La BRI s’inquiète du poids croissant de la gestion d’actifs

Le travail des régulateurs n’est jamais vraiment terminé. Depuis la crise financière, la réglementation financière mondiale s’est largement développée, mais elle s’est fortement concentrée sur le secteur bancaire, note la Banque des règlements internationaux (BRI) dans son rapport annuel publié hier. Or, «après la crise, le poids des intermédiaires non bancaires tels que les gérants d’actifs et les investisseurs institutionnels a sensiblement augmenté, ce qui influencera sans doute la dynamique de tout épisode futur de tensions financières», explique la banque des banques centrales. L’ensemble de leurs actifs atteint désormais près de 160.000 milliards de dollars, davantage que ceux des banques au niveau mondial, souligne la BRI.
La croissance de la gestion d’actifs «peut entraîner des évolutions dans les dynamiques de marché, vers davantage de volatilité et des mouvements de marché plus violents», explique à L’Agefi Claudio Borio, chef du département monétaire et économique. «Cette tendance a été exacerbée par le recours important à la politique monétaire depuis la crise», ajoute-t-il. Les fonds de pension et assureurs liés à des engagements de long terme ont dû faire face à la chute des rendements obligataires, et ont en conséquence eu tendance à augmenter la duration de leur portefeuille, passée de 4 ans en moyenne à plus de 5 ans en zone euro et de 6 à 7 ans aux Etats-Unis, ou à investir dans des actifs plus risqués, les obligations d’entreprises notées AAA à A voyant leur part reculer de plus de 80% de leurs actifs à environ 65%. La concentration du secteur, avec les vingt premiers acteurs contrôlant près de la moitié des actifs sous gestion, et le développement de la gestion passive viennent accentuer ces vulnérabilités, estime la BRI.
«L’illusion de liquidité»
Les économistes de la BRI mettent ainsi en garde sur le risque de comportements grégaires, amplifiant les mouvements de marché. Un risque particulièrement important pour certains segments de marchés relativement peu liquides, comme les obligations d’entreprises. Les fonds ouverts américains détiennent ainsi désormais plus de 16% de ces titres, contre moins de 7% en 2005. Dans un encadré consacré à ces effets d’amplification, la BRI prend l’exemple du taper tantrum de 2013, durant lequel la liquidité des dix ETF obligataires les plus importants s’est fortement détériorée, les fourchettes de cotation prix offre-demande (bid-ask) passant de moins de 12 points de base (pb) à plus de 24 pb.
Mais les effets du recul des banques de la tenue de marché peuvent également se faire sentir sur des marchés habituellement liquides.

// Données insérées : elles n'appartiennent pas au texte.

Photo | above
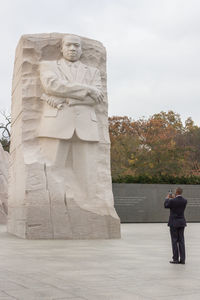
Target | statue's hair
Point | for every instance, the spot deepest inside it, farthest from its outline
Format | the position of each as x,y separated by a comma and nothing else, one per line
68,35
179,191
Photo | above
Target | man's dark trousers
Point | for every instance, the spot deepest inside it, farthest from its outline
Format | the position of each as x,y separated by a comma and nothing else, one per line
178,243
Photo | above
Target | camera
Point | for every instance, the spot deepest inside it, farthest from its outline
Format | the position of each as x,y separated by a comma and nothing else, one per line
170,193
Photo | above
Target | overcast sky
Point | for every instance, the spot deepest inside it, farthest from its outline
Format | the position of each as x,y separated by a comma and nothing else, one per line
153,48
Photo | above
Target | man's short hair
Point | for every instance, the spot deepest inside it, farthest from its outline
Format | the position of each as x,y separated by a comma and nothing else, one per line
179,191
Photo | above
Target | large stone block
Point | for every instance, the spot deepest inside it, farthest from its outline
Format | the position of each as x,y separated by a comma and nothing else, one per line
60,182
4,165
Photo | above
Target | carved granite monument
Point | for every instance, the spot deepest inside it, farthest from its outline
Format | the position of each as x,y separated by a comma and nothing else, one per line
60,183
4,164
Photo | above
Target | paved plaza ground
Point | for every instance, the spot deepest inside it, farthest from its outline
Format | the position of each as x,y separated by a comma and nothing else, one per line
133,268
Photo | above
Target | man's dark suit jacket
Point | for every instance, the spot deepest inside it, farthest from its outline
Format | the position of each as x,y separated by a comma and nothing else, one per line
177,206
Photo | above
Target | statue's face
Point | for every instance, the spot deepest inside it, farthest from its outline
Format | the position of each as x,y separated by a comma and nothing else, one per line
71,48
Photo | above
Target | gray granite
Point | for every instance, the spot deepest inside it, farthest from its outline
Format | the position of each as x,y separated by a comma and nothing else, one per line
144,202
135,267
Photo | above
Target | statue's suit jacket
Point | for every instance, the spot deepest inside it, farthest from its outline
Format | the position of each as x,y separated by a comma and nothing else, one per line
177,206
78,112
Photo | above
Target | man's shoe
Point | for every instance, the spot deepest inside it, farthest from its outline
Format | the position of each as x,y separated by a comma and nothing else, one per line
174,262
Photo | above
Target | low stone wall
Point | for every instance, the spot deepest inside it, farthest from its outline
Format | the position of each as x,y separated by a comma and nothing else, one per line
143,203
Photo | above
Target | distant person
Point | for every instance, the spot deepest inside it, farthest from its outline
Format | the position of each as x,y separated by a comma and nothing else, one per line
177,223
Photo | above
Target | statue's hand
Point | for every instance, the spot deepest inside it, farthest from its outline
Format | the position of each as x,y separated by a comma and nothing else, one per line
56,103
96,95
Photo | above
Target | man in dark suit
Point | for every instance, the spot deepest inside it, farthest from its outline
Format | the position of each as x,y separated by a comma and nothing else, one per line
177,225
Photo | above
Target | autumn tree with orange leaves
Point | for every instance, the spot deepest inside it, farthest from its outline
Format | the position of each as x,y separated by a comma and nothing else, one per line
159,145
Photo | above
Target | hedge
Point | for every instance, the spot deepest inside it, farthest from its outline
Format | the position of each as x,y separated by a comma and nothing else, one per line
157,179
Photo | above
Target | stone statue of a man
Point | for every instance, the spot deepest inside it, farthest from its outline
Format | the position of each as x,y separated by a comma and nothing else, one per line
60,182
68,129
72,90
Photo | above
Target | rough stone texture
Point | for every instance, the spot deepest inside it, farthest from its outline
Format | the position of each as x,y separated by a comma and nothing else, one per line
4,165
39,206
144,202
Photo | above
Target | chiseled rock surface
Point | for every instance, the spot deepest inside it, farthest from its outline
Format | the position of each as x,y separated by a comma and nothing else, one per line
4,165
45,200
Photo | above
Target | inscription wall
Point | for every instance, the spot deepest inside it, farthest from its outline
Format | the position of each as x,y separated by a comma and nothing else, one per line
145,202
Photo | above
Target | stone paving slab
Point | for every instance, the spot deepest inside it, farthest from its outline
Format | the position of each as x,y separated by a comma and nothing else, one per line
133,268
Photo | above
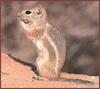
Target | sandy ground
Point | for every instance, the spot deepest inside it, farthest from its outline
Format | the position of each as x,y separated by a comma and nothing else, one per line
16,75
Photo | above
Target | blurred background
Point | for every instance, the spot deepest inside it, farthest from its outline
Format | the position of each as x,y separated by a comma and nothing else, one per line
78,21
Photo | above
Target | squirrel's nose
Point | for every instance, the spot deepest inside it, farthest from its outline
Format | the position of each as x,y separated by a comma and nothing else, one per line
18,15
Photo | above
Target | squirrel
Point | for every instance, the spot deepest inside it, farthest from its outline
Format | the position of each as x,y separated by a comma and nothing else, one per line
50,42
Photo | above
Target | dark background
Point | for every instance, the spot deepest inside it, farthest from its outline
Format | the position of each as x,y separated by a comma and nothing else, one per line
78,21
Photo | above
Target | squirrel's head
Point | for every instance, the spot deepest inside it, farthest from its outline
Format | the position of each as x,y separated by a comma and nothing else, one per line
33,18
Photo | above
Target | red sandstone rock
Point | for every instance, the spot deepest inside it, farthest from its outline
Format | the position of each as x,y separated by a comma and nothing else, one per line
16,75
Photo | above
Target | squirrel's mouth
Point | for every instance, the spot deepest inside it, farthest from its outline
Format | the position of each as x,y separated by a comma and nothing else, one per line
26,21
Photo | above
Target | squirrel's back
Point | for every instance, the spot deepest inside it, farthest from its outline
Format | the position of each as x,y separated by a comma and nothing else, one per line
57,40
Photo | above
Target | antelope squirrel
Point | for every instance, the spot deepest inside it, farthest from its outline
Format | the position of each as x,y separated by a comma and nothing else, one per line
49,41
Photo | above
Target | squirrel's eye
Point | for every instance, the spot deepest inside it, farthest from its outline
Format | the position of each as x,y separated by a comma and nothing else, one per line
39,12
28,12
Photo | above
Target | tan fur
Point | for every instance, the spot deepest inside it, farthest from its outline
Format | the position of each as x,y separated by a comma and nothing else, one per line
50,42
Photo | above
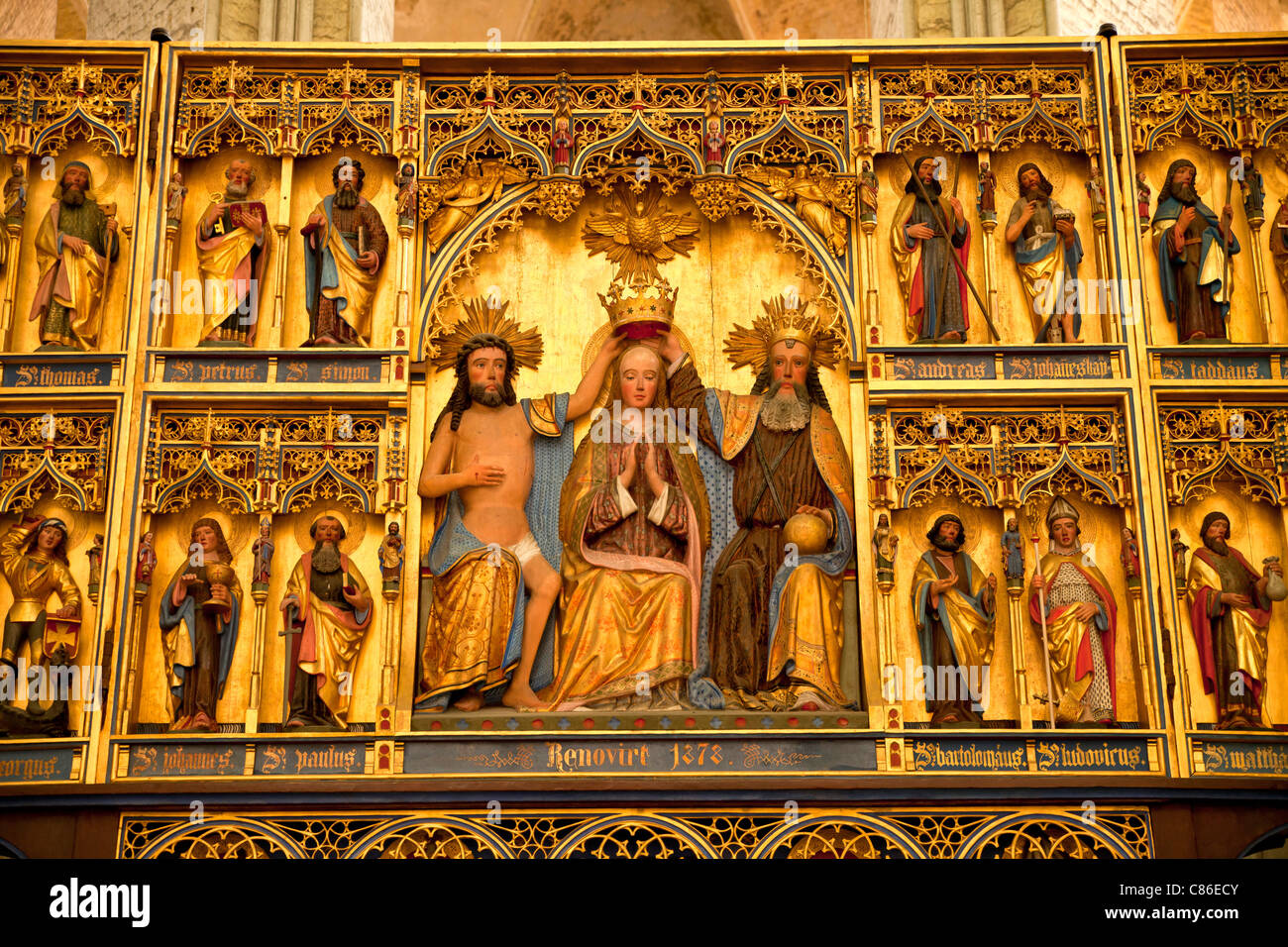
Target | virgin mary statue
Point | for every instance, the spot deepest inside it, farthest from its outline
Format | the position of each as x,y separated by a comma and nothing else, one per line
634,521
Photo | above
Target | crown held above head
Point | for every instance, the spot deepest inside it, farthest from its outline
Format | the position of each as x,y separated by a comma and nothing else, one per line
640,309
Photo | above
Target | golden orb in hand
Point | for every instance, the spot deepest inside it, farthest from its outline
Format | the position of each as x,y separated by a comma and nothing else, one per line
807,532
218,574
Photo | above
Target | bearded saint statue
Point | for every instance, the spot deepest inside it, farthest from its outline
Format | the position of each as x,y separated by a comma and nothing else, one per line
774,626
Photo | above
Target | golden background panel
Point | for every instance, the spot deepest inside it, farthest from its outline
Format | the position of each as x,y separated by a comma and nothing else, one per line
1013,318
1244,325
170,530
552,282
1256,530
112,180
81,530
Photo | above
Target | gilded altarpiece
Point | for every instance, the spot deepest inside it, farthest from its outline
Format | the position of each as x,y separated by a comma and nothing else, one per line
305,236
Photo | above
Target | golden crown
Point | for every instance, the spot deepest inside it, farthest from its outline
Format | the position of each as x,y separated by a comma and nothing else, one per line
642,302
781,322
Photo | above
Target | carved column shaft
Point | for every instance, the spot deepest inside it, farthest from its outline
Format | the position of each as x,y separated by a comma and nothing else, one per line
283,249
13,235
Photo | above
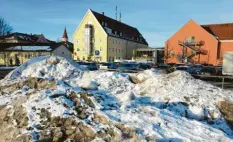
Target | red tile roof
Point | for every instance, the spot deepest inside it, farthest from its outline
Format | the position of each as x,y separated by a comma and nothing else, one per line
221,31
128,32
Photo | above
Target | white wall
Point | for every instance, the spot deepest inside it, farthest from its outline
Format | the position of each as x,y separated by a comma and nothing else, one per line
63,52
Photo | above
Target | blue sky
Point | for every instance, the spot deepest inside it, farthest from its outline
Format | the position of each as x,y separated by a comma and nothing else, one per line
156,20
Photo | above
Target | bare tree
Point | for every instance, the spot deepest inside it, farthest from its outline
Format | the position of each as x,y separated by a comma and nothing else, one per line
5,27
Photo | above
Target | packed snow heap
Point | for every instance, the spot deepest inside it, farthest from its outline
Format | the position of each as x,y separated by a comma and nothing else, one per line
50,98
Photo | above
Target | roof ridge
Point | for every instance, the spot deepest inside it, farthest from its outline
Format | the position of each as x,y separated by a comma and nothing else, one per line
217,24
113,19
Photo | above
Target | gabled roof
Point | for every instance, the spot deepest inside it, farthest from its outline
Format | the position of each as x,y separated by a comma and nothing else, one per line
220,31
128,32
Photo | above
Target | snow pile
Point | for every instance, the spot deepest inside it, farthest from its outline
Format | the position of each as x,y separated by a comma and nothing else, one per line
182,87
48,67
106,106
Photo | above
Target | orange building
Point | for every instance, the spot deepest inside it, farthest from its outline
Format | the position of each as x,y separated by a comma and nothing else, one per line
195,43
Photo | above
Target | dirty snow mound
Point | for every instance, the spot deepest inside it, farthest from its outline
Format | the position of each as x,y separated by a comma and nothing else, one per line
48,67
55,100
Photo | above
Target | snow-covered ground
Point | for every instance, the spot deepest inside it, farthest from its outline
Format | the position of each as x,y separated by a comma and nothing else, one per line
167,107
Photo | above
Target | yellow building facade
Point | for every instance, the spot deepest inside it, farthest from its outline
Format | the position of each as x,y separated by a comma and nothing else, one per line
100,38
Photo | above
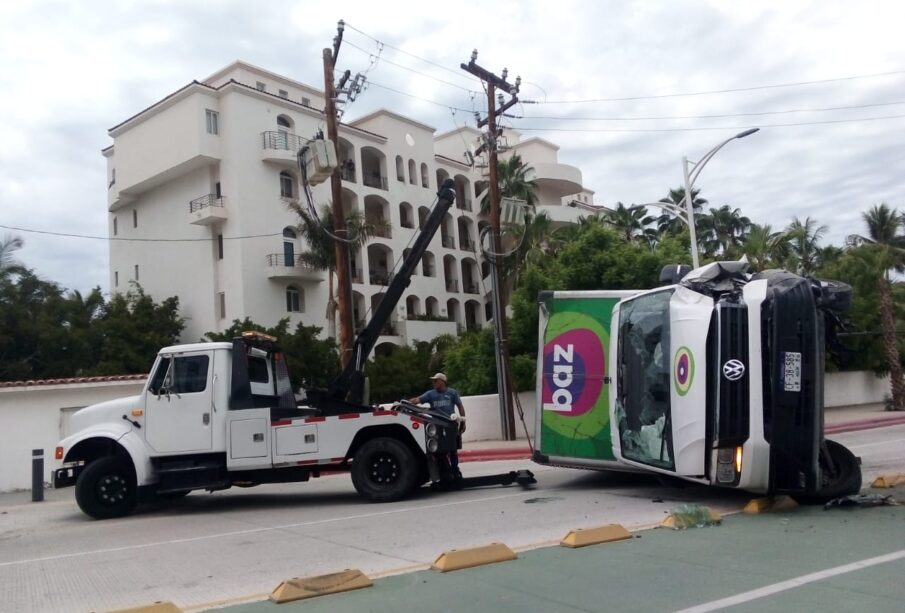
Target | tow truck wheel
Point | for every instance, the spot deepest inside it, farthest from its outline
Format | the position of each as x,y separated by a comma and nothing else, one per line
384,470
107,488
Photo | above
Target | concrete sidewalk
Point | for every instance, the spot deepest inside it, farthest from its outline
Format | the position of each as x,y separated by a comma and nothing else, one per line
837,419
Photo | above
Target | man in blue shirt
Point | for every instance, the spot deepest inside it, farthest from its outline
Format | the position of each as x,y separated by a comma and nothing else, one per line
446,400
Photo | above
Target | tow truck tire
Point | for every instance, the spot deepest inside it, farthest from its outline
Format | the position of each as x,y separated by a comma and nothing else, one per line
846,481
384,469
107,488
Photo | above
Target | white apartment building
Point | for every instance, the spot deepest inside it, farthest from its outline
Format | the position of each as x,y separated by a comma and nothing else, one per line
198,184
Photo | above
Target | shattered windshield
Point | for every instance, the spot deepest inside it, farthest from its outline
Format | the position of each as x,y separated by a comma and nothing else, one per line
642,402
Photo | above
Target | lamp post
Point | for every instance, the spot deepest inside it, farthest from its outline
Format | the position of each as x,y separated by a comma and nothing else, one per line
692,171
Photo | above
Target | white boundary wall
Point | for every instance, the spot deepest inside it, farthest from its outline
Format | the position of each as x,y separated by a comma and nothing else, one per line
37,416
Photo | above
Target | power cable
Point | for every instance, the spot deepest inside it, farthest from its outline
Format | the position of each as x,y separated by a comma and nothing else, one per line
697,129
721,91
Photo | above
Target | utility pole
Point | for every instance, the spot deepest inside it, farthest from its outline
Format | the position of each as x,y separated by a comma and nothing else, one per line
343,281
504,381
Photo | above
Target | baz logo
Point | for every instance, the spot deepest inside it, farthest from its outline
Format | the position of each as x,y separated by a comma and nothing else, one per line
684,365
574,367
733,370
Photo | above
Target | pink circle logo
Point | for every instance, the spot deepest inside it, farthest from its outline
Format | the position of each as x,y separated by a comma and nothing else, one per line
574,367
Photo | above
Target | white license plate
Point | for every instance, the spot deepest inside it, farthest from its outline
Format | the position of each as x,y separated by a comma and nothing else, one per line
791,371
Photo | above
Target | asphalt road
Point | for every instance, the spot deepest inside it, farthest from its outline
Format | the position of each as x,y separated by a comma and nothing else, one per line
237,545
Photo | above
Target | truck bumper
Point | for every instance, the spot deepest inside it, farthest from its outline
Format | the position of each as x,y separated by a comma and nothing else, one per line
67,475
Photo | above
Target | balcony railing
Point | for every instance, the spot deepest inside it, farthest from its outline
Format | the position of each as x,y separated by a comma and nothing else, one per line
279,259
375,181
205,201
282,140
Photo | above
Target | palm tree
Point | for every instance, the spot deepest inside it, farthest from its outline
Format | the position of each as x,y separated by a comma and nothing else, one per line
803,238
8,263
512,176
884,249
667,222
631,223
722,229
321,252
764,247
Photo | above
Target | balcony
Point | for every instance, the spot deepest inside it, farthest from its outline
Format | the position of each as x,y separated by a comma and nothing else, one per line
295,270
561,179
281,148
377,181
207,210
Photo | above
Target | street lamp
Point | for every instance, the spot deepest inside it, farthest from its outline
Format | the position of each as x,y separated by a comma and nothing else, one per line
692,170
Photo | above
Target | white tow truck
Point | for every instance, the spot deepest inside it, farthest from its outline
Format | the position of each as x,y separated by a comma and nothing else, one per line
217,415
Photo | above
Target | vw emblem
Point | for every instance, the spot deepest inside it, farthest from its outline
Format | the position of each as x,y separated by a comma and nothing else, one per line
733,370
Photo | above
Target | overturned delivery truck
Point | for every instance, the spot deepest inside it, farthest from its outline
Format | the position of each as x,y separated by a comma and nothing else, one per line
716,378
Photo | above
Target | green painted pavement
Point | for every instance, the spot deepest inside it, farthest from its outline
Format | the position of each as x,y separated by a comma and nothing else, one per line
662,570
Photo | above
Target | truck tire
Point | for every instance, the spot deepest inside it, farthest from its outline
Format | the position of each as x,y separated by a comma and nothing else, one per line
384,469
107,488
841,479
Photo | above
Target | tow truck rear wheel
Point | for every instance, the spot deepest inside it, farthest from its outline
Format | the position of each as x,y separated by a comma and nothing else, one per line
384,470
107,488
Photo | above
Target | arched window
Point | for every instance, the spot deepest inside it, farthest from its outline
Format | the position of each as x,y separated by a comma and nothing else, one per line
289,238
287,189
295,300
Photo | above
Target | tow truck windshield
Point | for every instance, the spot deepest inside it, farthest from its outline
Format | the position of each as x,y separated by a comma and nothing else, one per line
642,404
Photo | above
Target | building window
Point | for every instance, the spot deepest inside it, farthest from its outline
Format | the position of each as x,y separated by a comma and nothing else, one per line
286,190
295,301
213,121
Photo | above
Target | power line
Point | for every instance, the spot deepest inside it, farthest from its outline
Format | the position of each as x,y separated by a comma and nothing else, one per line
774,125
720,91
720,116
136,240
409,69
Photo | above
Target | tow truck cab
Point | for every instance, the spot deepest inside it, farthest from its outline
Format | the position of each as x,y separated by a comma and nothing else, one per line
717,379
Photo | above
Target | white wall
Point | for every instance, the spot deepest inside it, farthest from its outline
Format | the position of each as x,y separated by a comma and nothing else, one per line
37,417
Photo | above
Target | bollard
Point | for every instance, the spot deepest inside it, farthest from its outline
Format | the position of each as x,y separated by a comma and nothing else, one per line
37,475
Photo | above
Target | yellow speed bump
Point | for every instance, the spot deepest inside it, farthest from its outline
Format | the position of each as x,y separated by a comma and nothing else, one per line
309,587
888,481
583,537
157,607
456,559
770,504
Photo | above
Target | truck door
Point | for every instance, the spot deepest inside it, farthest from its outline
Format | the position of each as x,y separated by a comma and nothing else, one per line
179,404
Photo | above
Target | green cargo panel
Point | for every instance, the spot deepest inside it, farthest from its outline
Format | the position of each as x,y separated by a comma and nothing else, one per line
574,400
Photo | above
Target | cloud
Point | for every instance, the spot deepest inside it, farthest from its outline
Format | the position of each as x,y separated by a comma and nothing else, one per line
73,69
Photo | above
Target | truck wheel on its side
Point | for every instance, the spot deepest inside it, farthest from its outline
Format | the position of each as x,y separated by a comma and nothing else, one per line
384,470
107,488
841,479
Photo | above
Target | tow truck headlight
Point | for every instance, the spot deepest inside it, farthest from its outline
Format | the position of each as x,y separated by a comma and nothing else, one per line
729,464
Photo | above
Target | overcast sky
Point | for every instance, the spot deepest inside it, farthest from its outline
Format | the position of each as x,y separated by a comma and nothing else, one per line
71,70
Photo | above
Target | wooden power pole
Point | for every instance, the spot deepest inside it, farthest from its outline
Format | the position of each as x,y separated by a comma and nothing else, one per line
504,379
343,280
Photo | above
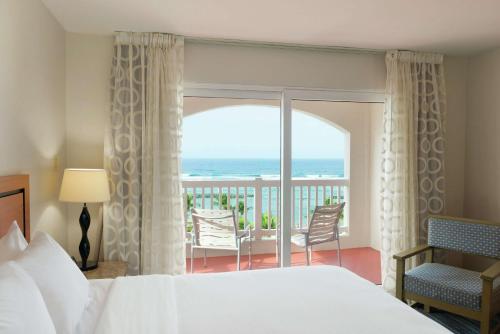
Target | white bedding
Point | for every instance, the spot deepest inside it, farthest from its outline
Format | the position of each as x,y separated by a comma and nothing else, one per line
301,300
99,290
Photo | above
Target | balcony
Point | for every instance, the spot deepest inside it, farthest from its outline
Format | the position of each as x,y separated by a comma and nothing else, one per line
256,202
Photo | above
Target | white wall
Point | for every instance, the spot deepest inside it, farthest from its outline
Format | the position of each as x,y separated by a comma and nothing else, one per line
292,67
32,113
88,66
482,163
88,63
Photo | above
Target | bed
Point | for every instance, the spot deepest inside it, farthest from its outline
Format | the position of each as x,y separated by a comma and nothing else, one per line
323,299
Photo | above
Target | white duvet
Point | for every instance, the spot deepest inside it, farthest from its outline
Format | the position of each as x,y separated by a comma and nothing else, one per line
302,300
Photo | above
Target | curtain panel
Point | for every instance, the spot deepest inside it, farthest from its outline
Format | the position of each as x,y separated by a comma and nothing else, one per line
413,153
143,221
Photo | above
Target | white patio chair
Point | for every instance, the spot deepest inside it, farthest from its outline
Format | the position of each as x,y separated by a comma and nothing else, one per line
218,229
323,227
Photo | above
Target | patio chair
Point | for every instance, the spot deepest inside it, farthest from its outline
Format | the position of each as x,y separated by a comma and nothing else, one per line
468,293
217,229
323,227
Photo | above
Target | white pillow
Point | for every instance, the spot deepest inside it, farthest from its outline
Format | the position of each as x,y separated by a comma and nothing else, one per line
63,286
22,309
12,243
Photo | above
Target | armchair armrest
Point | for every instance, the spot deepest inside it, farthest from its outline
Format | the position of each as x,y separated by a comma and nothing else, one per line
492,272
411,252
247,232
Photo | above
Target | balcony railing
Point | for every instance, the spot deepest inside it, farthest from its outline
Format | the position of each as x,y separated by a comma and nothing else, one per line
257,201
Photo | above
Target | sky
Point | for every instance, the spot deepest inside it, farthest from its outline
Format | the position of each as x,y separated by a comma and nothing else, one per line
253,131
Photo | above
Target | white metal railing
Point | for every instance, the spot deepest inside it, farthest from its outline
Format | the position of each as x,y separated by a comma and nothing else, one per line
257,201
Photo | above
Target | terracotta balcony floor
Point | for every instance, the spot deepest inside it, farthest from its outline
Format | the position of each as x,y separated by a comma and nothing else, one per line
363,261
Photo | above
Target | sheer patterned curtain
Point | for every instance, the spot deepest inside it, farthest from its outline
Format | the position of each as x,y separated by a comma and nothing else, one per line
413,153
144,219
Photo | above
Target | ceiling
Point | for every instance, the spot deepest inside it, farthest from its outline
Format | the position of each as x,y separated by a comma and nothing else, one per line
449,26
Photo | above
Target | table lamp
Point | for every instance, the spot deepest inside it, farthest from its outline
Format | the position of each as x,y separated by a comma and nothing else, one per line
84,186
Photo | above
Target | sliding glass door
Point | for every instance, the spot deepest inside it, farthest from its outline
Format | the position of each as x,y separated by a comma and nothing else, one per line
287,186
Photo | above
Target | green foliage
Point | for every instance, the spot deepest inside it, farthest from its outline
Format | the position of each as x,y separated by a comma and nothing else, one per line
265,221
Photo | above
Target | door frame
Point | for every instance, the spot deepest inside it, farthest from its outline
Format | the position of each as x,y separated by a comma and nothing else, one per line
286,95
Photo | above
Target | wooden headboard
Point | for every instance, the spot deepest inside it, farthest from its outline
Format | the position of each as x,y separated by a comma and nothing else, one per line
15,203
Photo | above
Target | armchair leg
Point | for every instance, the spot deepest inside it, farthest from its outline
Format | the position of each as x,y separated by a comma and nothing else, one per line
192,258
338,253
486,306
250,254
307,255
238,257
485,326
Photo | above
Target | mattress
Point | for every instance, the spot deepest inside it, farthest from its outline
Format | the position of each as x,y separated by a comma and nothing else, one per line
322,299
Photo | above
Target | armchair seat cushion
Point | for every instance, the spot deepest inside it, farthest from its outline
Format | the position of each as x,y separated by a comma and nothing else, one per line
448,284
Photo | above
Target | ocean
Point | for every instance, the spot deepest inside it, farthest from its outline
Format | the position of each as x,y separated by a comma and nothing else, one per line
265,168
232,169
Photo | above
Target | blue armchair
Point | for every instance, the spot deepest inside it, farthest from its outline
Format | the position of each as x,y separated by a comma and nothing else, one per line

Lors de l’épisode de rebond des rendements italiens, «aucune contrepartie n’était à l’achat, quel que soit le prix, pour amortir l’afflux des ordres de vente», observe une source de l’industrie. «Ce n’est pas parce que la liquidité apparaît abondante durant les périodes d’expansion qu’il faut compter dessus en période de stress», met également en garde Claudio Borio vis-à-vis de «l’illusion de liquidité».
Pour pallier ces vulnérabilités, «l’attention des superviseurs pourrait avoir besoin de basculer vers les acteurs non bancaires et sur la façon dont ceux-ci agissent dans des scénarios de stress», souligne la BRI. «Il y a certains aspects comme la gestion de la liquidité où il existe des régulations mais elles s’appliquent à chaque fonds de manière isolée au lieu de s’intéresser à la position cumulée du secteur et à l’impact sur le reste du système financier», précise Claudio Borio.